Nintendo had an arcade game called Radar Scope that was successful in Japan but not very much so in the United States. The then Nintendo president Hiroshi Yamauchi turned to the young game developer Shigeru Miyamoto and entrusted him with the development of a new game, which would be built from units of the Radar Scope game. Miyamoto came up with the game Donkey Kong, the game that would be the debut for the characters Mario (then referred to as "Jumpman" but later named Mario by Yamauchi due to Mario's comical resemblance to Nintendo of America's landlord, Mario Segali) as the hero and the ape Donkey Kong as the enemy. Mario reappeared in Donkey Kong Jr. under his proper name, and he appeared again along with his newly introduced brother Luigi in the 1983 arcade game Mario Bros., battling the turtle-like Shellcreepers as also-introduced enemies.
It was not until the 1985 release of Super Mario Bros. for the Famicom/NES that the Mario franchise exploded into international renown. A side-scrolling platformer developed by Shigeru Miyamoto to feature far more attractive gameplay, graphical, and audio elements than any game beforehand, Super Mario Bros. became a worldwide hit, holding the Guinness World Record for best-selling game of all time (40 million units), cementing Nintendo as a world-renowned corporation by 1986, and single-handedly beginning a new era of video gaming that would evolve over many years to become what gaming is today.
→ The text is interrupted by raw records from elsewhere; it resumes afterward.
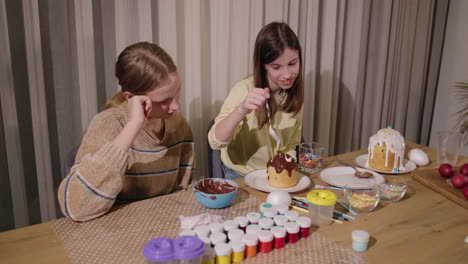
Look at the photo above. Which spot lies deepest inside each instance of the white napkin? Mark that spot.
(189, 222)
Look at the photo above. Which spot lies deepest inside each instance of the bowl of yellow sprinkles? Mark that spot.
(361, 199)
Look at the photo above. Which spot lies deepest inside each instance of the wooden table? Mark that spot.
(424, 227)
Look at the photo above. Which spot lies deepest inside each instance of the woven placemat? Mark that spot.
(119, 236)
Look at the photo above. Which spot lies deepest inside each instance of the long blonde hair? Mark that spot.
(141, 68)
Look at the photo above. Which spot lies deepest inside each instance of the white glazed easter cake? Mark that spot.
(386, 150)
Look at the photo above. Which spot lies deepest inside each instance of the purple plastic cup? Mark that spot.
(159, 250)
(188, 249)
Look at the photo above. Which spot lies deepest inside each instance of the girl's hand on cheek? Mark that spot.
(139, 107)
(256, 98)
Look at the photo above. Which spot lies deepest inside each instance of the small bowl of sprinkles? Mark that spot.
(361, 198)
(393, 189)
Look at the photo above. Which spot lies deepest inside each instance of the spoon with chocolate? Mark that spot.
(359, 174)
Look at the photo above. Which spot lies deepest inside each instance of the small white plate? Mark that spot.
(408, 164)
(258, 179)
(342, 176)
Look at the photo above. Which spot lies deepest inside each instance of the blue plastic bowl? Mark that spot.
(215, 201)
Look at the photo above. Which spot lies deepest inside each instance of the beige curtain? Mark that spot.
(367, 64)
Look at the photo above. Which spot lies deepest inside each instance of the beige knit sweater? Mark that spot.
(103, 173)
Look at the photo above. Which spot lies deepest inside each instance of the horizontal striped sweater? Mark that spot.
(103, 173)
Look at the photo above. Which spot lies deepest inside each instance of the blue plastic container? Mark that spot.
(215, 201)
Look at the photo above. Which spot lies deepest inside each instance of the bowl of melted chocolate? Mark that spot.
(215, 193)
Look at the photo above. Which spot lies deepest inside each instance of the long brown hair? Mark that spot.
(140, 68)
(271, 42)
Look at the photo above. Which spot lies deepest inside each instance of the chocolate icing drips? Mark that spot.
(214, 186)
(282, 161)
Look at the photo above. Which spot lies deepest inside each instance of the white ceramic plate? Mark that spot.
(258, 179)
(342, 176)
(409, 165)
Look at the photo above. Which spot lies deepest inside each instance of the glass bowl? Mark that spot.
(361, 198)
(215, 193)
(393, 189)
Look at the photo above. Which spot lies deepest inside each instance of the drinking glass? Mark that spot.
(449, 147)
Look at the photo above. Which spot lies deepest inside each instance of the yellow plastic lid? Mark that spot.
(321, 197)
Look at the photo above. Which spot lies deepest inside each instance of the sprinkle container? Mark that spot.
(203, 230)
(304, 224)
(229, 225)
(266, 223)
(159, 251)
(253, 217)
(238, 250)
(292, 229)
(393, 190)
(223, 253)
(188, 250)
(360, 240)
(251, 243)
(216, 227)
(311, 156)
(265, 238)
(235, 234)
(279, 234)
(291, 215)
(280, 220)
(253, 229)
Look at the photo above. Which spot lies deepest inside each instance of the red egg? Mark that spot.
(446, 170)
(459, 180)
(464, 169)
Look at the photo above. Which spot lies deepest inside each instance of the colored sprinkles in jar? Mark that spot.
(310, 160)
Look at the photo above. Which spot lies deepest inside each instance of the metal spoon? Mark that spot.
(359, 174)
(270, 128)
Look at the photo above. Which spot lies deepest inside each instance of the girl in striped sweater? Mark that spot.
(139, 146)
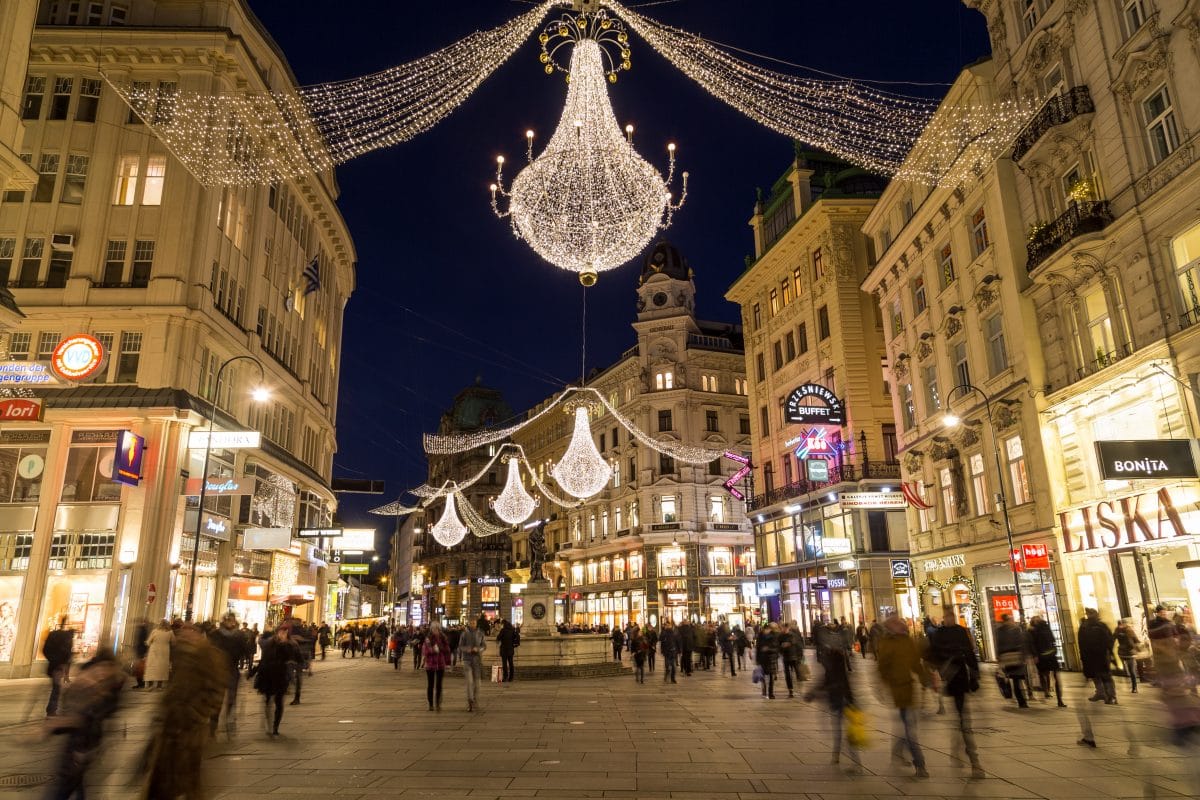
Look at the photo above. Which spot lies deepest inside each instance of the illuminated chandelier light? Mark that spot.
(243, 138)
(581, 471)
(873, 128)
(514, 504)
(588, 202)
(449, 529)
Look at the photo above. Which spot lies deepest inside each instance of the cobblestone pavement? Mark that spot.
(363, 731)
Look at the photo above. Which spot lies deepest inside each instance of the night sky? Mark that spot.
(445, 293)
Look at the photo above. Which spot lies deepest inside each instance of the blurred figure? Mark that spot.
(88, 701)
(180, 734)
(159, 655)
(58, 648)
(898, 661)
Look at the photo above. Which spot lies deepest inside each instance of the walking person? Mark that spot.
(58, 648)
(436, 657)
(1045, 654)
(898, 661)
(273, 674)
(952, 653)
(471, 655)
(669, 642)
(1011, 654)
(1128, 645)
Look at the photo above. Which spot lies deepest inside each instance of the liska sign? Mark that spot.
(1127, 522)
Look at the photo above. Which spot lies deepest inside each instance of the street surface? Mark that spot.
(363, 731)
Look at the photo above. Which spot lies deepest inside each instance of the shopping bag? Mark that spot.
(856, 727)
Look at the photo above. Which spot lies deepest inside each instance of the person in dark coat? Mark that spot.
(669, 642)
(952, 653)
(508, 641)
(273, 674)
(1096, 643)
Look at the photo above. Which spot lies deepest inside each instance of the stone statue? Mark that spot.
(537, 552)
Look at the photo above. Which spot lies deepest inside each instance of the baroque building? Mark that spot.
(1107, 179)
(174, 281)
(821, 417)
(664, 540)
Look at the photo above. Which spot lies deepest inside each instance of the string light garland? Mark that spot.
(582, 471)
(588, 202)
(514, 504)
(449, 529)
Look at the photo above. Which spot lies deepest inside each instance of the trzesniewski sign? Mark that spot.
(1127, 459)
(814, 404)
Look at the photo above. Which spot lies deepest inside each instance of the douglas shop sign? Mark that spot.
(1127, 522)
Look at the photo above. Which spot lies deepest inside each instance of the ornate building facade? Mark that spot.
(820, 411)
(115, 240)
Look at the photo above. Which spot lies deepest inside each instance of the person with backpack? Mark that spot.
(58, 649)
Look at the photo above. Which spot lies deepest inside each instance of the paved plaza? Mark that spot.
(363, 731)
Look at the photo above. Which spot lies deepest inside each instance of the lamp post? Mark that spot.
(259, 395)
(952, 420)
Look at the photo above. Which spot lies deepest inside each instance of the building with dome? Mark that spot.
(664, 540)
(828, 510)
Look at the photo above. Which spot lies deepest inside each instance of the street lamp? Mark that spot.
(953, 420)
(258, 395)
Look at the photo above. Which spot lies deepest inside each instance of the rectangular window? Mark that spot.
(47, 174)
(35, 92)
(129, 358)
(949, 498)
(75, 179)
(114, 263)
(89, 100)
(31, 262)
(946, 265)
(61, 100)
(1161, 126)
(997, 354)
(156, 174)
(978, 483)
(979, 236)
(143, 263)
(125, 191)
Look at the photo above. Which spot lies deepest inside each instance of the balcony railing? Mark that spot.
(1083, 217)
(1057, 110)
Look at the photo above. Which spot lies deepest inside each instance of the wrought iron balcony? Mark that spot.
(1057, 110)
(1083, 217)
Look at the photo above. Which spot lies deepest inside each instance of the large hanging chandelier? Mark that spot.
(449, 529)
(582, 471)
(589, 202)
(514, 505)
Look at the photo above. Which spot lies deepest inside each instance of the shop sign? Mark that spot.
(27, 373)
(951, 561)
(1126, 522)
(223, 439)
(130, 450)
(828, 410)
(16, 409)
(220, 487)
(1003, 605)
(873, 500)
(1127, 459)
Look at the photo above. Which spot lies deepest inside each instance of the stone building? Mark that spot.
(171, 280)
(820, 410)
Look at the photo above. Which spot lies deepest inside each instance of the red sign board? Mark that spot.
(1036, 557)
(21, 408)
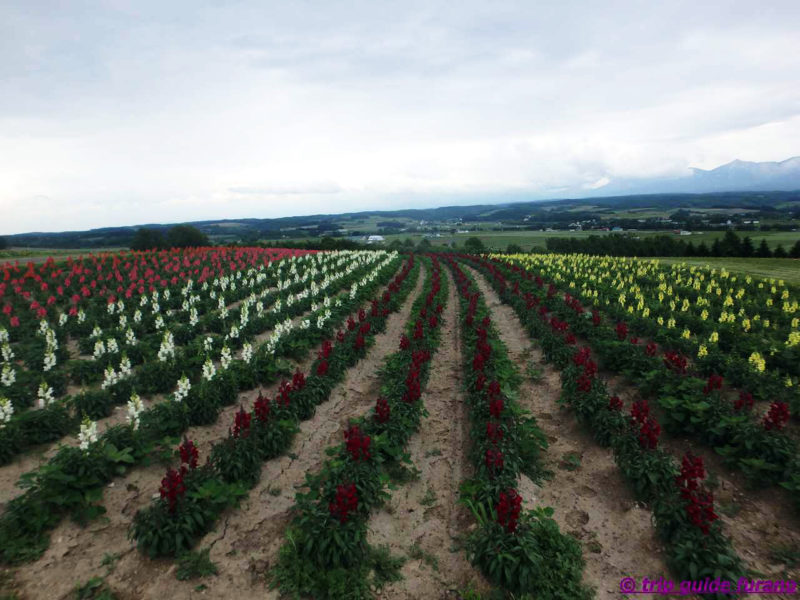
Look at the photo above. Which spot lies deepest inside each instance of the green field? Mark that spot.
(499, 240)
(787, 269)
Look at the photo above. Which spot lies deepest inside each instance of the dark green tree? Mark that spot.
(780, 252)
(474, 245)
(186, 236)
(147, 239)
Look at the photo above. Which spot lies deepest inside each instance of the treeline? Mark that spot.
(179, 236)
(730, 245)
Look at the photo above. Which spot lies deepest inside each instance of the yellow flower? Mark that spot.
(794, 339)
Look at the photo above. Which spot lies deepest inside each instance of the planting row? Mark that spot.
(192, 496)
(745, 329)
(683, 509)
(71, 482)
(520, 551)
(692, 405)
(167, 361)
(326, 552)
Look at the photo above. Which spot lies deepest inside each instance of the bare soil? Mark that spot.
(246, 541)
(423, 519)
(587, 492)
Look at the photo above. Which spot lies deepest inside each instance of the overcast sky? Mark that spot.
(120, 113)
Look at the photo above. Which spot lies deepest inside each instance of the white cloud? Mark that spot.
(125, 113)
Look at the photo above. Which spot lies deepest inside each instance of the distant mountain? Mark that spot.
(735, 176)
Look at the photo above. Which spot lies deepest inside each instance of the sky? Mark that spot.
(121, 113)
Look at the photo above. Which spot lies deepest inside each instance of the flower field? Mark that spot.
(249, 422)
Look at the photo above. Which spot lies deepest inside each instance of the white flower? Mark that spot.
(184, 385)
(125, 366)
(135, 408)
(9, 376)
(6, 410)
(88, 433)
(167, 349)
(7, 352)
(225, 358)
(208, 370)
(110, 377)
(45, 395)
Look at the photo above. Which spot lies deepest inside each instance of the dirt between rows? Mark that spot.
(423, 519)
(587, 492)
(246, 540)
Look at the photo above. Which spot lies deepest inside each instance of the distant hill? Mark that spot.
(735, 185)
(737, 175)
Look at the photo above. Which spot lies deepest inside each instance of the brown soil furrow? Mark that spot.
(242, 536)
(591, 501)
(756, 519)
(424, 514)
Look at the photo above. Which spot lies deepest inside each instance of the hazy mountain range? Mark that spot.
(735, 176)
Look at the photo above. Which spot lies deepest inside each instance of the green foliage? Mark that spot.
(537, 559)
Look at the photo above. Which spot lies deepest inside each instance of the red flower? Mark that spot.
(346, 501)
(508, 509)
(699, 503)
(494, 432)
(404, 342)
(357, 444)
(745, 401)
(241, 424)
(261, 408)
(777, 417)
(496, 407)
(172, 487)
(188, 452)
(382, 410)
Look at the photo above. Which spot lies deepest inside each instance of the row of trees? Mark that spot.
(179, 236)
(730, 245)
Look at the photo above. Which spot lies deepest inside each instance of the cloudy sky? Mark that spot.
(119, 113)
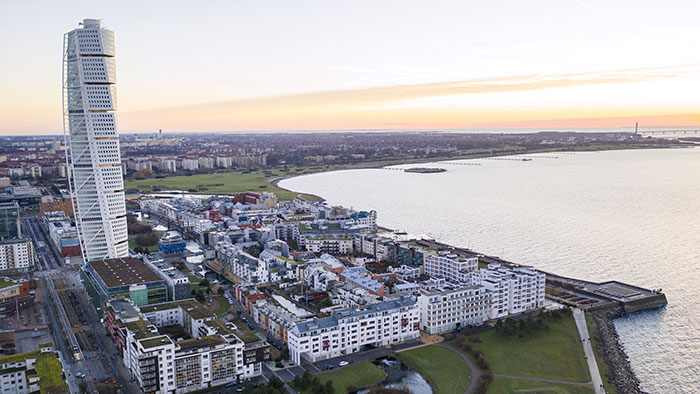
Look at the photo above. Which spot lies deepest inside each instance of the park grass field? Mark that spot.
(444, 369)
(355, 375)
(553, 354)
(221, 183)
(501, 385)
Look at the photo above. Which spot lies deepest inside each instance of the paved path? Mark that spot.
(580, 319)
(543, 380)
(475, 371)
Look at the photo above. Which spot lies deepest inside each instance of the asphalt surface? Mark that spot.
(580, 320)
(97, 365)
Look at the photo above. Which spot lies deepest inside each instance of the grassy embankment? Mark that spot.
(222, 183)
(354, 375)
(602, 365)
(443, 369)
(265, 180)
(553, 354)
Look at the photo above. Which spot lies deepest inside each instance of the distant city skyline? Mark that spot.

Super Mario Bros. introduced the Mushroom Kingdom as the fictional world that Mario and Luigi live in, and it introduced Princess "Peach" Toadstool as a main damsel-in-distress and Mario's love interest, as well as the turtle-like Koopa King, Bowser, as the consistent series nemesis, along with many other Mario-related elements such as Super Mushrooms and Starmen as power-up items, Goombas and Piranha Plants as enemies, Princess Peach's Castle as a location, and Toad, (Known as a Mushroom Retainer in that game), another character introduced.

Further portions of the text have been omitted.